Yes, that numbers are on purpose.

Look at the Kepler generation with 192 Cuda cores with 4 schedulers, which could each schedule up to 2 instructions per cycle. Those needed a very complicated logic to coordinate and handle.

Volta and all architectures afterwards, which are still basically Volta, cleaned it all up and simplified it.

Just 1 scheduler per SM Partition, just 1 new instruction per cycle.

Nevertheless, one wants to have different kinds of specialized execution units and use them to the fullest with typical instruction mixes. So the throughput of each instruction unit type has to be less than 1 instruction per cycle or less than 32 threads per cycle to be able to fill more than one type of computation unit at a time.
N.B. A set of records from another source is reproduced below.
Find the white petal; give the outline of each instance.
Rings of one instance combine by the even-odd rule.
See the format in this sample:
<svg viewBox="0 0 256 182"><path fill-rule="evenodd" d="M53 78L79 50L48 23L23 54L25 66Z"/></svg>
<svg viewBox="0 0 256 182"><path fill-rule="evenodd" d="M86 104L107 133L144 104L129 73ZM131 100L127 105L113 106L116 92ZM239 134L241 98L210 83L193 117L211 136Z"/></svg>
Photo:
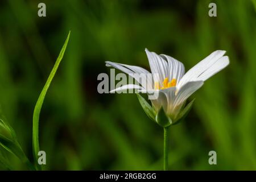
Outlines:
<svg viewBox="0 0 256 182"><path fill-rule="evenodd" d="M159 82L162 86L162 82L168 76L168 63L155 52L150 52L147 48L145 49L145 51L148 59L154 81L155 82Z"/></svg>
<svg viewBox="0 0 256 182"><path fill-rule="evenodd" d="M222 57L225 52L225 51L216 51L197 63L182 77L177 85L177 89L179 89L189 81L200 80L198 77Z"/></svg>
<svg viewBox="0 0 256 182"><path fill-rule="evenodd" d="M197 78L200 80L205 81L211 76L213 76L219 71L225 68L229 64L229 59L228 56L223 56L220 58L210 68L206 70Z"/></svg>
<svg viewBox="0 0 256 182"><path fill-rule="evenodd" d="M179 82L185 72L183 64L171 56L163 54L160 56L168 61L169 80L175 78Z"/></svg>
<svg viewBox="0 0 256 182"><path fill-rule="evenodd" d="M163 92L166 94L167 100L167 107L166 110L167 114L171 113L172 109L173 108L175 98L176 90L176 88L175 86L170 87L166 89L160 90L160 92Z"/></svg>
<svg viewBox="0 0 256 182"><path fill-rule="evenodd" d="M195 92L204 84L203 81L191 81L186 83L178 91L174 101L174 107L182 104Z"/></svg>
<svg viewBox="0 0 256 182"><path fill-rule="evenodd" d="M113 67L125 73L129 74L130 76L134 78L143 88L152 89L153 86L152 75L146 69L139 67L110 61L106 61L105 63L107 67Z"/></svg>
<svg viewBox="0 0 256 182"><path fill-rule="evenodd" d="M120 87L118 87L118 88L116 88L114 90L111 90L110 92L109 92L109 93L114 93L115 92L117 91L122 91L122 90L129 90L129 89L141 89L142 87L139 86L139 85L133 85L133 84L128 84L128 85L125 85Z"/></svg>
It is on purpose that there are only 16 units of a kind per SM Partition. Nvidia calculated that it is better to build double the number of SMs than put 32 units of a kind per SM Partition.
16 units take half as much chip die area on the GPU.

In the end it is like a SM Partition can execute 2 instructions at the same time, but with overall half the speed. As Robert says, the GPUs are optimized for throughput, not for speed running through (~latency).

Even the high-end GPUs have this setup.

I feel like thats the same speed.

I dont think this question is about masking latency with concurrency on the fma’s. We already know it can.

I think maybe we are looking at the wrong area. The scheduler doesnt dispatch warp instructions directly to the fma’s. Its in the memory system, it sends them to the lsu/mio, i feel like there is where this answer would be.

Definitely no. The FMA instructions for FP32 are not going through the MIO pipe.